Death of Capt. Sam Mason, a Pioneer Steamboatman. Capt. Sam Mason died last evening, at his residence on Twentieth street, at the advanced age of 80 years. He has been in feeble health for several months, and for some days past his death has been expected. The tragic death of his brother, Capt. Jere Mason, three weeks ago, by his own hand, hastened the end. Capt. Mason was a veteran steamboatman, having commenced his life on the river as a deck hand in 1828. While serving in this capacity he learned the river thoroughly, and shortly secured a berth as a first-class pilot. In this line he served till 1835. In this year he and his father-in-law, Captain William Cecil, bought an interest in the steamboat Roanoke, of which Capt. Mason took command. In 1835 or 1837 they built the William Penn, of which Capt. Mason was also master.

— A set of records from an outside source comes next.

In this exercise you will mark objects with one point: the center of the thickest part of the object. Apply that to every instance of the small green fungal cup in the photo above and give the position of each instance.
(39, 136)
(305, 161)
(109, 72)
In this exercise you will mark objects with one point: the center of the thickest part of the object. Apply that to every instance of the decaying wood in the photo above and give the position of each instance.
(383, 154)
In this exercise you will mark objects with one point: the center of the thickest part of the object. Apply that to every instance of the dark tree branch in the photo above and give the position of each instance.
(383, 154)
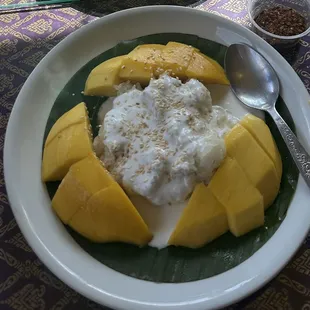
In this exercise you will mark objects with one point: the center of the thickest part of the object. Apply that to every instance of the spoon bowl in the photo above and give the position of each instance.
(252, 78)
(255, 83)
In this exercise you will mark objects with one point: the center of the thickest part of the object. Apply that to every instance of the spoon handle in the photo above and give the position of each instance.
(299, 154)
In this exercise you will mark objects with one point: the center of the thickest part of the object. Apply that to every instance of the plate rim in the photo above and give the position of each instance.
(34, 240)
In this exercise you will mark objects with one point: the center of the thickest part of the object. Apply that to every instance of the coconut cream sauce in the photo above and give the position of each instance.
(160, 142)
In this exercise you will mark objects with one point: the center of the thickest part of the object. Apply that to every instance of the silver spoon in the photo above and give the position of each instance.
(255, 83)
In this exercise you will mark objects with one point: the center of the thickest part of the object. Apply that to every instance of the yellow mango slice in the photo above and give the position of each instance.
(84, 179)
(203, 220)
(78, 114)
(255, 163)
(116, 219)
(261, 132)
(103, 79)
(242, 201)
(66, 148)
(92, 203)
(206, 70)
(175, 58)
(140, 64)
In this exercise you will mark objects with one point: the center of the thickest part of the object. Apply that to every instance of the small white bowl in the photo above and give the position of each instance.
(31, 204)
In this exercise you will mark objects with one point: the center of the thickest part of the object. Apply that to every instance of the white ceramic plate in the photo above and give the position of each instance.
(31, 204)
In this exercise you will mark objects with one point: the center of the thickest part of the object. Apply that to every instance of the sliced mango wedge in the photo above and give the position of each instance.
(151, 60)
(141, 63)
(69, 141)
(206, 70)
(103, 78)
(93, 204)
(242, 201)
(175, 58)
(255, 163)
(203, 220)
(260, 131)
(84, 179)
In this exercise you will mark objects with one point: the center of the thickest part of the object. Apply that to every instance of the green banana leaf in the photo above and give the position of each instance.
(176, 264)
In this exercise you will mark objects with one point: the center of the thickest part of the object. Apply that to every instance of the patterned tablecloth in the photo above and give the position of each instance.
(25, 283)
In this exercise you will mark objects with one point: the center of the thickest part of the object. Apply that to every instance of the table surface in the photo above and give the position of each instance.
(25, 283)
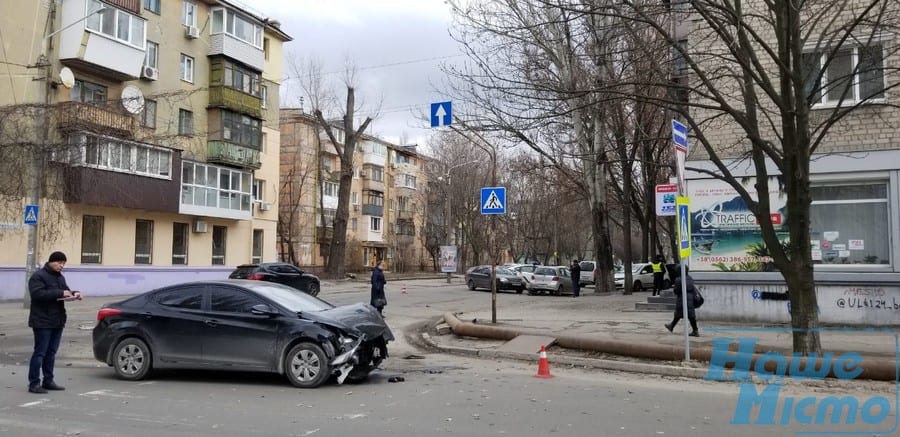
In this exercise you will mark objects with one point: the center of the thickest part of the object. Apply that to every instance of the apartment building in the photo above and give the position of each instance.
(387, 204)
(854, 181)
(158, 150)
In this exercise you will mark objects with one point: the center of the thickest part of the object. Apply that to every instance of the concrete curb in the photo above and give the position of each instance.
(872, 368)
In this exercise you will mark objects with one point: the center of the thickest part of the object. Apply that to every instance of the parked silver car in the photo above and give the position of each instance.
(554, 280)
(507, 279)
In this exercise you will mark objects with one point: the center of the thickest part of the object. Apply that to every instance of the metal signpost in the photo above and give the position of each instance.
(683, 219)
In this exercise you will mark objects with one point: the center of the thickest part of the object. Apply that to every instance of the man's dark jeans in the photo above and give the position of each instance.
(46, 343)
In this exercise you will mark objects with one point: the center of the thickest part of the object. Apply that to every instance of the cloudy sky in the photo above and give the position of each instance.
(397, 47)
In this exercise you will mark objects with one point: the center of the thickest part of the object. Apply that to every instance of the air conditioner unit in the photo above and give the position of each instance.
(149, 73)
(200, 227)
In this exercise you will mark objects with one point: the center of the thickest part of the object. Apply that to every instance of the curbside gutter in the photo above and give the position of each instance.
(872, 368)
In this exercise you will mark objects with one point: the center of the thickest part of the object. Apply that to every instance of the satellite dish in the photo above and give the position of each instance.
(132, 99)
(67, 77)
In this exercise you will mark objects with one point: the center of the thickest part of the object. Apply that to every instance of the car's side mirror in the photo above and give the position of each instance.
(263, 310)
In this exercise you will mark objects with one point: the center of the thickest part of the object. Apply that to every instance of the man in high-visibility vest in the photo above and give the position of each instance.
(658, 274)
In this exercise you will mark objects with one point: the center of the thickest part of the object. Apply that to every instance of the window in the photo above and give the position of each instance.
(116, 23)
(87, 92)
(219, 236)
(152, 6)
(238, 26)
(241, 129)
(259, 186)
(148, 114)
(189, 14)
(374, 198)
(179, 243)
(143, 242)
(189, 298)
(119, 155)
(215, 187)
(185, 122)
(330, 189)
(256, 256)
(92, 239)
(232, 301)
(853, 74)
(151, 58)
(849, 223)
(187, 68)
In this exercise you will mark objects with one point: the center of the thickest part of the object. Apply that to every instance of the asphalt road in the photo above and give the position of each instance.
(441, 394)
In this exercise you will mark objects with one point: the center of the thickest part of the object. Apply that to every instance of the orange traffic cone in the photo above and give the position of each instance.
(543, 365)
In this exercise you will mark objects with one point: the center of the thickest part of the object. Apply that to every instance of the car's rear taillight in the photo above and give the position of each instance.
(107, 312)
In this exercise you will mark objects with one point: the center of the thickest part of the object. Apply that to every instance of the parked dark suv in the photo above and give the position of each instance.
(282, 273)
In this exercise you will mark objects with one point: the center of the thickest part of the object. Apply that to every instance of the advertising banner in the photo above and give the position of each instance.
(725, 234)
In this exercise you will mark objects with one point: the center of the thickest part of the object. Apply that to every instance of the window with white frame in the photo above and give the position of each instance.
(238, 26)
(215, 187)
(187, 68)
(849, 223)
(852, 74)
(330, 189)
(151, 58)
(114, 154)
(189, 14)
(116, 24)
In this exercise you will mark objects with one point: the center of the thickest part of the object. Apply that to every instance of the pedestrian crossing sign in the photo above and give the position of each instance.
(493, 200)
(31, 213)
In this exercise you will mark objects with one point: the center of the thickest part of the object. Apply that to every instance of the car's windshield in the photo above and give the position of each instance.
(290, 298)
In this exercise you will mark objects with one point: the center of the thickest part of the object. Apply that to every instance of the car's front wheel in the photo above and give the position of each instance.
(306, 365)
(131, 359)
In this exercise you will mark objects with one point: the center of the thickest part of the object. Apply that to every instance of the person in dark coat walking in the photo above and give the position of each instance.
(378, 300)
(47, 287)
(576, 278)
(679, 306)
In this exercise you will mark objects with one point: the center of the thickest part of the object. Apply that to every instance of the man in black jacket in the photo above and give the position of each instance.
(47, 288)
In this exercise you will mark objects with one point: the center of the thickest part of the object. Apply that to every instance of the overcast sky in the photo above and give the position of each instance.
(397, 47)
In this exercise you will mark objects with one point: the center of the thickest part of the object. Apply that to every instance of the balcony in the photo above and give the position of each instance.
(373, 210)
(72, 116)
(229, 98)
(225, 153)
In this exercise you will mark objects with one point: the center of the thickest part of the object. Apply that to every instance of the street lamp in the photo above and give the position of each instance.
(34, 182)
(449, 223)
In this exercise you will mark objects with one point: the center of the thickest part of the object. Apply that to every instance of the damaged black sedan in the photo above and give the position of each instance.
(244, 326)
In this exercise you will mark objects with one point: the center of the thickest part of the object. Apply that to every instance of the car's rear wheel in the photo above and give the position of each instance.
(132, 359)
(306, 365)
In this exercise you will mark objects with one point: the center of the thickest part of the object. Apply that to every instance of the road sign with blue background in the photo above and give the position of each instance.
(441, 114)
(679, 135)
(493, 200)
(31, 213)
(682, 204)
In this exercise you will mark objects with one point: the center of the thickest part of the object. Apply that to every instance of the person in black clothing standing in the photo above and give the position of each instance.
(47, 287)
(576, 278)
(378, 299)
(679, 307)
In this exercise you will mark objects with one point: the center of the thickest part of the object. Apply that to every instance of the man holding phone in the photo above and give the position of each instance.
(49, 291)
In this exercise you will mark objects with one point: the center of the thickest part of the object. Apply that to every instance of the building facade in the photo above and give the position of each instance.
(158, 144)
(387, 203)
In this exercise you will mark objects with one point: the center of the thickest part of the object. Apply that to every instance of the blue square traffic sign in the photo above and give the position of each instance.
(493, 200)
(441, 114)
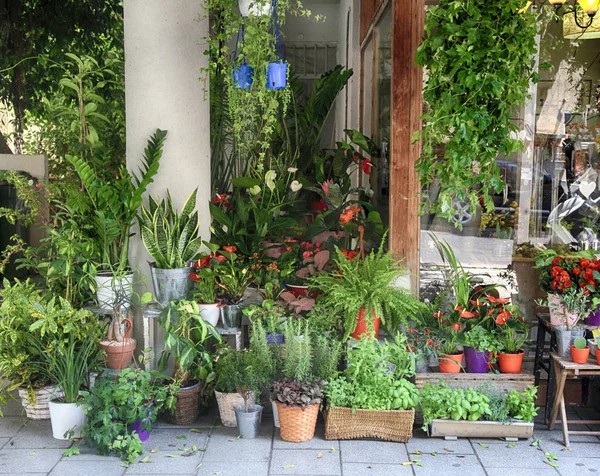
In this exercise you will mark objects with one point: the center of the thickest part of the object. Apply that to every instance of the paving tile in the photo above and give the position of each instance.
(317, 443)
(163, 438)
(495, 456)
(371, 451)
(161, 463)
(375, 469)
(76, 467)
(447, 465)
(37, 434)
(579, 466)
(521, 472)
(305, 462)
(233, 468)
(9, 426)
(426, 444)
(223, 444)
(38, 461)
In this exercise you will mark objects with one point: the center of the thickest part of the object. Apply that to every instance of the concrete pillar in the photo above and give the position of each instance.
(163, 56)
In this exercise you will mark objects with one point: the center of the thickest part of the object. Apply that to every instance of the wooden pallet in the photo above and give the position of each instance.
(501, 382)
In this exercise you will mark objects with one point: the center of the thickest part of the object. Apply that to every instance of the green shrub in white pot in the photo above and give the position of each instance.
(172, 240)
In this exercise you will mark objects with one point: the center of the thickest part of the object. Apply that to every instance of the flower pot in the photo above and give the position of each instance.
(210, 313)
(476, 361)
(275, 339)
(580, 356)
(248, 422)
(593, 319)
(231, 316)
(362, 328)
(510, 363)
(243, 76)
(227, 403)
(187, 407)
(38, 409)
(111, 291)
(450, 363)
(67, 419)
(119, 355)
(276, 75)
(557, 312)
(275, 415)
(297, 425)
(171, 284)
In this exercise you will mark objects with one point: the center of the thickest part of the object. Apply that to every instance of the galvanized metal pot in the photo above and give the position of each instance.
(171, 284)
(248, 422)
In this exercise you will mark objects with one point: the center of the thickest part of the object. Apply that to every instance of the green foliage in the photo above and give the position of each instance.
(112, 405)
(115, 202)
(53, 324)
(366, 283)
(170, 238)
(480, 62)
(375, 378)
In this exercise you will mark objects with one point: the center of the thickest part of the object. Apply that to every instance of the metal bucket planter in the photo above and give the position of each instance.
(232, 316)
(171, 284)
(248, 422)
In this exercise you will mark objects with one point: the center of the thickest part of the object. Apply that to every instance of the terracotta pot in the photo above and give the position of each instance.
(362, 328)
(580, 356)
(119, 355)
(510, 363)
(451, 363)
(297, 425)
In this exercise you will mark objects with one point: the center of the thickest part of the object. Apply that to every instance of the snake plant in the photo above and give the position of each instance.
(170, 238)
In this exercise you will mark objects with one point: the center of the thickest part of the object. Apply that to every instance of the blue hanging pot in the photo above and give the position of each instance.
(243, 76)
(277, 75)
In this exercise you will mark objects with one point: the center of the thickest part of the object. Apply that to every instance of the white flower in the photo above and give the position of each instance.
(295, 186)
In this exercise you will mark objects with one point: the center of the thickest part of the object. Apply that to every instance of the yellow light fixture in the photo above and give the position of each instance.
(572, 31)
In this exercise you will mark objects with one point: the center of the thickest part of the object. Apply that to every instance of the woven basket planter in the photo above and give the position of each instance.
(187, 407)
(227, 402)
(39, 410)
(297, 425)
(346, 424)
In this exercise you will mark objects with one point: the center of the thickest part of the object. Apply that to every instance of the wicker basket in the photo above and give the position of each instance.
(227, 402)
(187, 407)
(297, 425)
(39, 410)
(347, 424)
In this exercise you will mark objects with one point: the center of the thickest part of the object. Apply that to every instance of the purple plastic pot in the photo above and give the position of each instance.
(594, 318)
(477, 362)
(276, 338)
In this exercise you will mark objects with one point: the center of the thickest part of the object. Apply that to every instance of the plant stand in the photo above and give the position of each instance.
(451, 430)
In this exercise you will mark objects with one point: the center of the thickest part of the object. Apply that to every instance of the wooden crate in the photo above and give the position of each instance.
(450, 430)
(501, 382)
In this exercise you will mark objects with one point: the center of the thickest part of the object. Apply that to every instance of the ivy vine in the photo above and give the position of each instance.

In 1839 he took command of another boat built by the firm — the Reliance — and on her made the quickest trip then known from Cincinnati to Wheeling, the run occupying 46 hours. In 1842 or ’43 Captains Cecil and Mason built the Bertrand, and the latter took charge of her. The next boat in the building and ownership of which Capt. Mason had an interest was the Falls City, of the famous Union Line, which was completed in 1852, and in 1854 Capt. Mason and Capt. John List built the steamer St. John, of which Capt. Mason was master and Capt. List clerk. In 1860 Capt. Mason himself built the St. Patrick, and afterward he purchased the Hillman, which was his last boat. He was successful in all his boating ventures, and was held in high esteem and warm regard by his fellow riverman. He acquired a comfortable competence, and shortly after the war retired from active life, and has since been living at leisure in the city, respected by all who knew him. His death, even at such a ripe age, will be generally regretted, and his family have the sympathies of the community in their bereavement.”
The following day, the Intelligencer published the following:
“In the brief history of Capt. Sam Mason, the well known retired river man, who died in this city Tuesday evening, as printed in yesterday’s INTELLIGENCER, no mention was made of the famous steamer Telegraph No 2; this boat was unintentionally overlooked by the person furnishing the information. The fine old boat was a side wheeler, built by Capt. Mason and Capt. John List, during the ’50s, for the Louisville and Pittsburgh trade, and was a phenomenal steamer in her day; she was Capt. Mason’s pride. She was very speedy, and it is said by river men in this city that her time between Louisville and Cincinnati was never beaten but by two boats — the United States and Abram Adams.”
Addressed to Mr. Finney, Care of Messrs. Finney, Lee & Co.,¹ St. Louis, Missouri
January 14th 1845
Mr. Finney, Sir,
Please write to me and let me know about Captain Fields — whether he is a goin to take the other half of the Bertrand.² It is time for me to know about it so that I can make arrangements about the Clerk. If he takes the one half only, I can at this time sell an interest to a clerk but as he and you did not know but what he would take the whole boat when I was at your place. Mr. Finney, please write to me soon.
The Bertrand is laying at the wharf at Wheeling in good order. There is some ice in the river but none to prevent boats from running. Please let me hear from you.
Yours respectfully, — Sam’l Mason
¹ Believe this was William Finney & John Lee of St. Louis, Missouri.
² Not to be confused with the steamboat Bertrand that sank in the Missouri River in 1865. Tat steamboat was built at Wheeling, W. Va. in 1864.